El amor va creciendo en la medida en que obtenemos respuestas y soluciones, y nos aleja de los problemas que generamos por vivir en inconsciencia.

Cuando empezamos a vivir en conciencia traemos menos dolor a nuestra vida, y a su vez nos acercamos al dolor ajeno.

Cuando pasamos esa etapa de entender que el amor va más allá de tan solo identificarse con lo que nos resulta conveniente, empezamos a ver que también existe esa necesidad de amor en los demás. Entonces, nos acercamos amorosamente para compartir y ayudarles a tener una vida mejor. Sus problemas nos duelen como si fueran propios, y llegamos a sentir esto porque ya lo hemos pasado, si no lo hubiéramos vivido, no podríamos sentir el dolor ajeno como propio.

Cuando lo hemos superado, el amor nos mueve a ponernos a disposición de los demás y a hacer lo que esté a nuestro alcance para ayudar y llevar un alivio.

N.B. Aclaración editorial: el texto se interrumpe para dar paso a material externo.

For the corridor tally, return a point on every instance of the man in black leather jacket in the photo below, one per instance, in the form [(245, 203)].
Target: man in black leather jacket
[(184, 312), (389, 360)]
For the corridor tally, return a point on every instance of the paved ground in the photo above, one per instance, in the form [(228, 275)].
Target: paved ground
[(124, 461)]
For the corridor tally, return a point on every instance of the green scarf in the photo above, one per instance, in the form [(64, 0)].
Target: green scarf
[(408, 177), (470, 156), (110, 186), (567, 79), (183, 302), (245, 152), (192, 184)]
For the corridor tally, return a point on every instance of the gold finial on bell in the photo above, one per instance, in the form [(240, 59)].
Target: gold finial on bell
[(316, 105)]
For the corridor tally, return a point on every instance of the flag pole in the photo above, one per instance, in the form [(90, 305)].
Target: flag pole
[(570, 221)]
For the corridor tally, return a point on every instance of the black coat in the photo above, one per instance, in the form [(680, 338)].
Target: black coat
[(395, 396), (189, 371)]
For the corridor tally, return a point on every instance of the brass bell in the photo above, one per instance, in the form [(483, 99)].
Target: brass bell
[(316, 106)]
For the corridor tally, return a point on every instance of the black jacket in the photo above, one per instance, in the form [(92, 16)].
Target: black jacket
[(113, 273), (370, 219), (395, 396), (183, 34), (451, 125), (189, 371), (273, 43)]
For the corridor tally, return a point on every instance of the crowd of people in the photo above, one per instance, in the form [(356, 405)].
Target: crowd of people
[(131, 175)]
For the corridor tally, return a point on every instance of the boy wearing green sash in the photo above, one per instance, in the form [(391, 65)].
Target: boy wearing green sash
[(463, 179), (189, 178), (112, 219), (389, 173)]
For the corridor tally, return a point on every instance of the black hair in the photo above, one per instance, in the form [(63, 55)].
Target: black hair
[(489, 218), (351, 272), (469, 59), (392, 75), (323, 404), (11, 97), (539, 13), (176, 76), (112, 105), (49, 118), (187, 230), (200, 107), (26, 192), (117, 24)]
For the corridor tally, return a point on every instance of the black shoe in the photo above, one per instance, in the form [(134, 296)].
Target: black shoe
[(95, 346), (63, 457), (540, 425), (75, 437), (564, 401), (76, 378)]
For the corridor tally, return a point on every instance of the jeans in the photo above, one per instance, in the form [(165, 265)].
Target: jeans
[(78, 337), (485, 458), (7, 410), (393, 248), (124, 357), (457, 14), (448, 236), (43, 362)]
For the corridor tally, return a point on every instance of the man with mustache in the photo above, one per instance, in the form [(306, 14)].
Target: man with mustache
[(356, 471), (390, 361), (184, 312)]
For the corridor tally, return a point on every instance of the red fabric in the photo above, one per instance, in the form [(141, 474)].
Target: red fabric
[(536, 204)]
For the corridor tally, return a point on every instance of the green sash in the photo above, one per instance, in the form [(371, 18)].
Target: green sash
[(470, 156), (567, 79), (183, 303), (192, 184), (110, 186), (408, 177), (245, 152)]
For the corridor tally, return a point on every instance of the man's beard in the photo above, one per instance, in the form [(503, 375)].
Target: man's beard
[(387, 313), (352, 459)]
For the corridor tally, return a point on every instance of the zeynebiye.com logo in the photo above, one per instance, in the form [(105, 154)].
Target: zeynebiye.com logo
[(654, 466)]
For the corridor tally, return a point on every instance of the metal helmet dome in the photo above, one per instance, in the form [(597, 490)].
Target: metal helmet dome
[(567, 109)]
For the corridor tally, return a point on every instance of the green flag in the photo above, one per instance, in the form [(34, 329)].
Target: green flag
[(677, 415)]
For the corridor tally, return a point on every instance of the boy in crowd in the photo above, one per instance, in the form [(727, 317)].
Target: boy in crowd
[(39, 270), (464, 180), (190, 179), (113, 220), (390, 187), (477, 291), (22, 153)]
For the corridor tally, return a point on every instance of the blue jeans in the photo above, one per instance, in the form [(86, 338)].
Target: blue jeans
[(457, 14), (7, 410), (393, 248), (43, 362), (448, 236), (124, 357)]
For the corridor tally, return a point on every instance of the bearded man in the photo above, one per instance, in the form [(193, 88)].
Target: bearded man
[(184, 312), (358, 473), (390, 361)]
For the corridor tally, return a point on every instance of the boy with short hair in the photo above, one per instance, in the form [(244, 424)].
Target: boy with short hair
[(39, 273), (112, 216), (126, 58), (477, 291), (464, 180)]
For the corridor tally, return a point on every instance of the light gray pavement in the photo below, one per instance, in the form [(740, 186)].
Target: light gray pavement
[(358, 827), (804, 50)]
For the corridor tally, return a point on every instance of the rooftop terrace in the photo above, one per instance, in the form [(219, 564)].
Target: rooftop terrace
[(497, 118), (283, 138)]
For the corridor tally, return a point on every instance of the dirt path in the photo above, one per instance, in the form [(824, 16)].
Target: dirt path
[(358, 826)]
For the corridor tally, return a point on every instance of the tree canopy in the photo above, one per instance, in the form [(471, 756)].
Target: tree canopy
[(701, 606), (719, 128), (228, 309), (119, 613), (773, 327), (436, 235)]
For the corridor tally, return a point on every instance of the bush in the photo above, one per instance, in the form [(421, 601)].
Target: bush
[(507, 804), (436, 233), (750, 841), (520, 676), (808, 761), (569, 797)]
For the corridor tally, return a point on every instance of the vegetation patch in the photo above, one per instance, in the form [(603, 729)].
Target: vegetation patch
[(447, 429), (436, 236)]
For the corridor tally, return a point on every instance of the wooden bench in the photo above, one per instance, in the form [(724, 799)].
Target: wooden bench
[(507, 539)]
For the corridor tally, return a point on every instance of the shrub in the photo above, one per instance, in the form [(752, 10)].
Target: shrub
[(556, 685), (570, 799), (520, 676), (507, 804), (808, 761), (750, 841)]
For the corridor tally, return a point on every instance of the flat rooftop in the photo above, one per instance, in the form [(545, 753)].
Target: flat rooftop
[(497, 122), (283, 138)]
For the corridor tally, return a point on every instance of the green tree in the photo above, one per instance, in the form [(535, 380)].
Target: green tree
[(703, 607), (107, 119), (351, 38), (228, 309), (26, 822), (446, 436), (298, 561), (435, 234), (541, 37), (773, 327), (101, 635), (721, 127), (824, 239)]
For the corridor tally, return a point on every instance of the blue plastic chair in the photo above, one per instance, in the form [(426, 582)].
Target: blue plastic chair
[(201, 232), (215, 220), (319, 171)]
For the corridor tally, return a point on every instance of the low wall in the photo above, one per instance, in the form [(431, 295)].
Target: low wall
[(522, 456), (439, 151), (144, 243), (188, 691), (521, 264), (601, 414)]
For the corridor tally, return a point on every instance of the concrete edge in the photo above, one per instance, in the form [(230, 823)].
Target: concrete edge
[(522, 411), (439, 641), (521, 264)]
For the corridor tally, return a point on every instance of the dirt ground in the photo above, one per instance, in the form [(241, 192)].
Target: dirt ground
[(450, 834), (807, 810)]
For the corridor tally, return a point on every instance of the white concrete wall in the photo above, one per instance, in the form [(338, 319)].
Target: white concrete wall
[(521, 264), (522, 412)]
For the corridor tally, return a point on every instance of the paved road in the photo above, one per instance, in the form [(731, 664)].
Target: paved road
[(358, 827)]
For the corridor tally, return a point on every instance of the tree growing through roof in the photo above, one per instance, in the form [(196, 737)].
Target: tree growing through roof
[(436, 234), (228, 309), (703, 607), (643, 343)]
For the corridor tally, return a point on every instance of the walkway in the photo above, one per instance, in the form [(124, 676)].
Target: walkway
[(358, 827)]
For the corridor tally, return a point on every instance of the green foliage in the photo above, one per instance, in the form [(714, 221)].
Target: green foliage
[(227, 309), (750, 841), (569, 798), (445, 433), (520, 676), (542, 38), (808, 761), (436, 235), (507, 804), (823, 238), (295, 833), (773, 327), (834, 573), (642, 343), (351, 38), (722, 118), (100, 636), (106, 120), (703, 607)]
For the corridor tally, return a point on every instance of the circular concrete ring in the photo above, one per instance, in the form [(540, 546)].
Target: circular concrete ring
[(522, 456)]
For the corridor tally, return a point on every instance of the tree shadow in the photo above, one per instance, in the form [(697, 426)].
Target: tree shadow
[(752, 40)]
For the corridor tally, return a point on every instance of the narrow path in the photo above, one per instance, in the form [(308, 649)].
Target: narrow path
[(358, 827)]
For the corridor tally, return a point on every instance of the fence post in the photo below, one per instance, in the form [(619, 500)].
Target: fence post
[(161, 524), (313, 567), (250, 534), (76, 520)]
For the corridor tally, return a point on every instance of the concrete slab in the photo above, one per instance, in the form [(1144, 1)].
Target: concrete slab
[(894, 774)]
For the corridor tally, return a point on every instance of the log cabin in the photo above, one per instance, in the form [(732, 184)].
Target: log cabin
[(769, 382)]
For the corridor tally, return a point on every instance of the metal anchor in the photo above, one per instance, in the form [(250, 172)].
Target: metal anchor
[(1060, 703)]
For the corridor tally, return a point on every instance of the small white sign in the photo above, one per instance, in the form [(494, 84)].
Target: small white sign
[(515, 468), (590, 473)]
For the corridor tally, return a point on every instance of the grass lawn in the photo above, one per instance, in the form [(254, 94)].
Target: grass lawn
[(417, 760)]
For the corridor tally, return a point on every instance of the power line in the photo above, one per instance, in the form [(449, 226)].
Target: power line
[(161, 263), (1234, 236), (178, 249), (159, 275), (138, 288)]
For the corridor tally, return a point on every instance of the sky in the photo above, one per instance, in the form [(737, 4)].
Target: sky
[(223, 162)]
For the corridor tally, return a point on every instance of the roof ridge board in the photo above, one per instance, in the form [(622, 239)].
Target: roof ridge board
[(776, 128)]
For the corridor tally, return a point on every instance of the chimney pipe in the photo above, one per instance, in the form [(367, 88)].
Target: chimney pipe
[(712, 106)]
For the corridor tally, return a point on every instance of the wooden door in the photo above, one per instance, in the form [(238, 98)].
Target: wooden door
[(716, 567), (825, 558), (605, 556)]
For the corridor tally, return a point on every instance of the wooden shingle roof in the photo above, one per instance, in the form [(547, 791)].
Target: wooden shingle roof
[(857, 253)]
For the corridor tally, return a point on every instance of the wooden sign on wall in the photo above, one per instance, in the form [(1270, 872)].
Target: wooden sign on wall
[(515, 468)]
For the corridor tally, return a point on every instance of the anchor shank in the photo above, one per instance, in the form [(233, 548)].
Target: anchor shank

A partir de que tenemos más claridad de lo que debemos hacer, tomamos la decisión de hacer lo que debemos, poniéndonos a disposición de la voluntad superior.

La voluntad superior no es impuesta por el Padre, nosotros tenemos una voluntad inferior para que dentro del libre albedrío sepamos tomar la decisión y encontrar la fuerza de voluntad para alcanzarlo. 

En este paso por el mundo iremos identificando nuestras necesidades, y a partir de identificarlas encontraremos nuestros objetivos y aquellas cosas que nos ayudarán a crecer, a mejorar y a auto superarnos.

Vamos de a poco perdiendo nuestra voluntad, dejándola de lado, porque ese es el camino que utilizamos para llegar a lo que necesitamos. Primero, distinguiendo cuál es la necesidad, luego, dónde está lo que necesitamos y así movernos por propia voluntad a alcanzarlo.

En la medida en que alcanzamos lo que necesitamos encontramos la plenitud, la satisfacción, la estabilidad, la conciencia, y esto nos acerca más a la voluntad superior. Esa voluntad superior hará que un día entendamos que todo eso no es nuestra posesión, sino que son bienes de todos. En ese momento esa voluntad se vuelve útil y entendible, ese será el tiempo de compartir aquello que hoy está en nosotros y que los demás necesitan.

Esto no nos hace más que nadie. Estamos tratando de salir de nuestras limitaciones para poder ir más allá con amor sin ir por encima de nadie, es el amor el que está por sobre todo y  todos.